Raster statistics + SIMD === winning
Recently, the .NET framework 4.6 enabled features that would allow us to leverage SIMD (Single Instruction Multiple Data) capabilities that have been present in our CPUs since the 2000s and deliver faster performance for calculating raster statistics.
We were using the .NET bindings for GDAL to calculate a few simple raster statistics for reporting needs. I got curious as to the kind of performance boost that we could be seeing if we leveraged SIMD for this purpose. So, I created a little console app to explore the performance gains. Here is what i observed.
To start off, we need to check if our CPU supports SIMD instructions. Although, I expect that everyone’s computer will support SIMD, here is simple way to check. Download and run CPU-Z. Keep an eye out for the SSE instructions as shown below.

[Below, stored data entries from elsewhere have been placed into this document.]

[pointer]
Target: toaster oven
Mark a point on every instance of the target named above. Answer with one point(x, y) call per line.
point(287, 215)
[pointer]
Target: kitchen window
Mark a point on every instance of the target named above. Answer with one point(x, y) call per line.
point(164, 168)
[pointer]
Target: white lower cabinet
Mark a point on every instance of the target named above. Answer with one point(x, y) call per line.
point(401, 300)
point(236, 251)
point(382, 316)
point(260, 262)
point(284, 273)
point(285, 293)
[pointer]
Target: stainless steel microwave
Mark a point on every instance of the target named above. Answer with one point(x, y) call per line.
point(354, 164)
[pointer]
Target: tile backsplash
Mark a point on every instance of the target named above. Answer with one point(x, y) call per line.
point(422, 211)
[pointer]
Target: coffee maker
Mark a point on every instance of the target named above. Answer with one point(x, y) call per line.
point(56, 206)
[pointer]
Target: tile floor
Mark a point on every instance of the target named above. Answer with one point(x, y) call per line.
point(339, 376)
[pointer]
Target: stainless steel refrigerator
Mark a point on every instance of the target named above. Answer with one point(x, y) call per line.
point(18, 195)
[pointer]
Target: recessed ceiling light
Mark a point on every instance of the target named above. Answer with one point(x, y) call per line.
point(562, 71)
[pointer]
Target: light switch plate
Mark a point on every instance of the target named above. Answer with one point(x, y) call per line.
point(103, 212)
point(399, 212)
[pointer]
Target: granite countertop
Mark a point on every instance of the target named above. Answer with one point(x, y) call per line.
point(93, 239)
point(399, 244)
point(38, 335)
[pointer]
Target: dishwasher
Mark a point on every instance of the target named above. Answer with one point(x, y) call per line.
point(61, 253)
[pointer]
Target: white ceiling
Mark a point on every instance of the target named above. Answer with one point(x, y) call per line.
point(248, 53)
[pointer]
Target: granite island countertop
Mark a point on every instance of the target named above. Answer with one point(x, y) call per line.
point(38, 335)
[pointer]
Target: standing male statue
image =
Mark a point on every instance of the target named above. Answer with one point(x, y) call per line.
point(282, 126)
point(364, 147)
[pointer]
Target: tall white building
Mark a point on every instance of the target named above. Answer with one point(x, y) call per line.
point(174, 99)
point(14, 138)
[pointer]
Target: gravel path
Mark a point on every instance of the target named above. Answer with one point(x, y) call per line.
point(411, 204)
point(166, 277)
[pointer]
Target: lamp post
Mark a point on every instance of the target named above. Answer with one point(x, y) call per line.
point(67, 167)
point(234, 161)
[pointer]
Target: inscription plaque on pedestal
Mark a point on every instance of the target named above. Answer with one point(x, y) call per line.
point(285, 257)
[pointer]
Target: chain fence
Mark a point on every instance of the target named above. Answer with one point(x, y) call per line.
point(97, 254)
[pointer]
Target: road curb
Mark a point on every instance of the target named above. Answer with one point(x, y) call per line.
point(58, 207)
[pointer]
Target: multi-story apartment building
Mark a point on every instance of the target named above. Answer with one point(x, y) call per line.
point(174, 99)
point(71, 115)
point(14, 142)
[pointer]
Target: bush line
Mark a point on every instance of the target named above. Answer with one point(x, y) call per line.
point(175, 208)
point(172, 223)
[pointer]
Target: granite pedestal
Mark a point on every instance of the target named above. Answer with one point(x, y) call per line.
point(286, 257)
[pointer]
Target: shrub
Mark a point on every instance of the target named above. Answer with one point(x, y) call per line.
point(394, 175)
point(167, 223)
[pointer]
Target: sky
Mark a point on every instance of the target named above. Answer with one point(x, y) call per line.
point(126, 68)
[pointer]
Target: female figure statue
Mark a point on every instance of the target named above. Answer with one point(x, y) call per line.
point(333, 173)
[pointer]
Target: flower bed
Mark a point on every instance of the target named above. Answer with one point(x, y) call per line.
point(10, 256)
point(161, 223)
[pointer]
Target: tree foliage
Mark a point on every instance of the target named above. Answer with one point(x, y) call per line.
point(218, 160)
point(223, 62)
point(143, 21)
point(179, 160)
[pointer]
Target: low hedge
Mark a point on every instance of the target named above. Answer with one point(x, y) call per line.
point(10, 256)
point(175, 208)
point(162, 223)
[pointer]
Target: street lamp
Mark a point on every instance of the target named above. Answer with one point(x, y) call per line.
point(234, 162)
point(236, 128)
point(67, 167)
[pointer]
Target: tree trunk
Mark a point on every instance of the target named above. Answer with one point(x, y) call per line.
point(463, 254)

Clone the git repo or just download the executable from here. And run the SIMD.exe file with a GeoTIFF file as a parameter. Needless to say, the console app is pretty rudimentary and was written solely to observe SIMD performance gains. I would highly encourage you to clone the repo and explore further if you are interested. The app currently just reads all the raster image into memory and sums all the values to produce a total sum. Not very useful, but i am hoping it can get you started in the right direction to explore further. The amount of code required or in other words to modify your current app to leverage should be manageable and shouldn’t require a complete rewrite. Also, currently the SIMD support in the .NET framework only works under 64-bit and in release mode. That had me stumped for a bit. But, there is very useful “IsHardwareAccelerated” Flag that helps you find out if your vectorized code is actually reaping the benefits of the SIMD hardware.
Raster X size: 28555
Raster Y size: 17939
Raster cell size: 512248145
Total is: 146097271
Time taken: 4568
SIMD accelerated: True
Another Total is: 146097271
Time taken: 1431
Here is the result from a run on a sample raster image. With the SIMD vectors, the execution went from 4568 to 1431 milliseconds. That’s almost 1/3 of the original time. Pretty tempting isn’t it?
The performance measure doesn’t really prove anything and is purely meant to satisfy my own curiosity. Your mileage may vary. To eek out any gains out of using SIMD vectors, you will need to be processing a large enough array that will justify the overhead of creating the SIMD vectors.